You will write three programs: nblearn.py will learn a naïve Bayes model from labeled data, nbclassify.py will use the model to classify new data and nbevaluate.py will print precision, recall and F1 scores based on the output of nbclassify.py on development (i.e., labeled) data
- read and run nblearn.py on the entire training data. Specify location of train/ data in the terminal command (sys.argv). Write its output in a text files.
- run nbclassify.py on the dev data using the resulting model saved in the text file from nblearn. Write a finally classified txt file.
- use nbevaluate.py to measure Precision, Recall, and F-1 Score using the actual data and the output from nbclassify
Used Add-1 smoothing to ensure that those words in text that werent seen before do not make the whole probability = 0 Ref Link: https://nlp.stanford.edu/~wcmac/papers/20050421-smoothing-tutorial.pdf
- Spam Precision = 97%
- Spam Recall = 88%
- Spam F1 score = 92%
- Ham Precision = 76%
- Ham Recall = 93%
- Ham F1 score = 84%
- isalpha(): Tried keeping only isalpha(), or only alphabetical tokens.

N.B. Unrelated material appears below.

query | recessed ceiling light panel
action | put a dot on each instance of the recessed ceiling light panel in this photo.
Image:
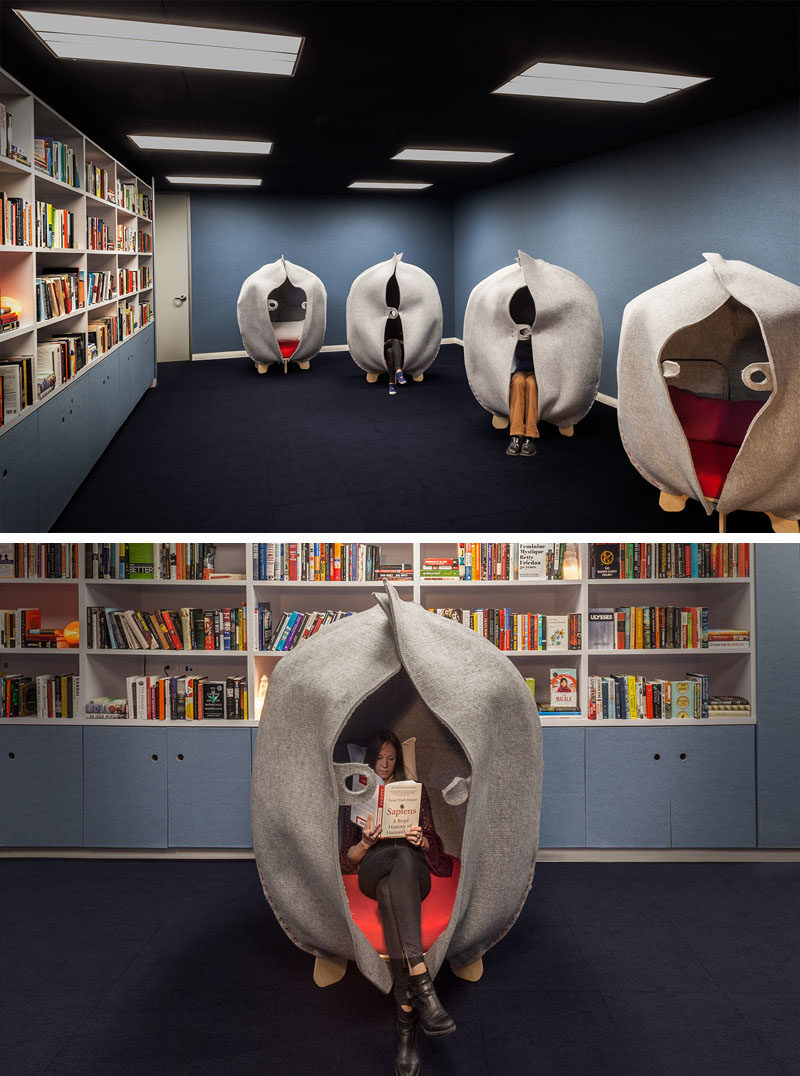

Scores decreased marginally, implying the fact that special characters may only have limited effect, or if they do, it cancels out in comparison for the metrics we study.

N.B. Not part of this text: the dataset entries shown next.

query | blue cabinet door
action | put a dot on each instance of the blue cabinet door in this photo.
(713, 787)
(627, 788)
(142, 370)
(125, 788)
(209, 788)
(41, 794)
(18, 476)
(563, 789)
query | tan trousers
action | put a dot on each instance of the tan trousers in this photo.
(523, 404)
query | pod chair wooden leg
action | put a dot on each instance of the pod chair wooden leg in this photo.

- Not lowercase: Tried keeping token case as is, and not converting tokens to lowercase for comparison. Confusion matrix measures did not change significantly.
- No smoothing: Tried running iterations with doing any kind of smoothing, and predictable got 0s in outputs, and not meaningful confusion matrix metrics.

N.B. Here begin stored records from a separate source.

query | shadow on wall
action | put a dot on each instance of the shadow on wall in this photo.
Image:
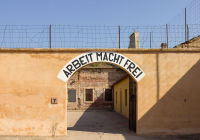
(178, 110)
(104, 120)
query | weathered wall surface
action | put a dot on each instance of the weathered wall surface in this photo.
(27, 84)
(167, 97)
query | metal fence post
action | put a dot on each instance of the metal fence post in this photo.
(119, 36)
(50, 36)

- Keep Min Smoothing: Tried changing smoothing technique to assign min probability/frequency to previously unseen word, instead of Add-1. Resulting measures varied across the board, and did not make much reporting sense to enable moving forward with.
- Small lambda for smoothing: tried keeping a very small lambda value, upto minimum value of soma decimal places to see if smoothing changes the final result. It did not have significant effect on the results, so went forward with original methodology.